Articoli / Blog | 27 Aprile 2016

L’Huffington Post – Gli alimenti al cane nelle cause di divorzio: non vi scandalizzate è amore

Se guardi per bene un cane e il suo padrone, ti accorgi perché nelle cause di divorzio la questione delle visite e degli alimenti al cane ha peso crescente. C’è chi si scandalizza di questo e io mi scandalizzo di chi si scandalizza di questo.

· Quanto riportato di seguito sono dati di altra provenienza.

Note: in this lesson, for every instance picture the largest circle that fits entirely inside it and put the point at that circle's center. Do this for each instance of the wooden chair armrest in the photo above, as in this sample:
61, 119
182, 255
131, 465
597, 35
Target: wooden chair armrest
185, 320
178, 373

I cani sono animali domestici non perché abitano in casa ma perché sono di casa, condividono con noi il focolare domestico: anzi, molto più spesso di quanto sembri, lo scaldano per noi, con noi e meglio di quanto noi facciamo. Le sentenze che riguardano i cani si riferiscono a loro chiamandoli “animali d’affezione” o “esseri senzienti” e non più “beni disponibili” – ci mancherebbe – ma so che anche questo modo di parlare, per chi ha un cane, è poco, troppo poco. Perché stiamo parlando del loro Black, Argo e Palla.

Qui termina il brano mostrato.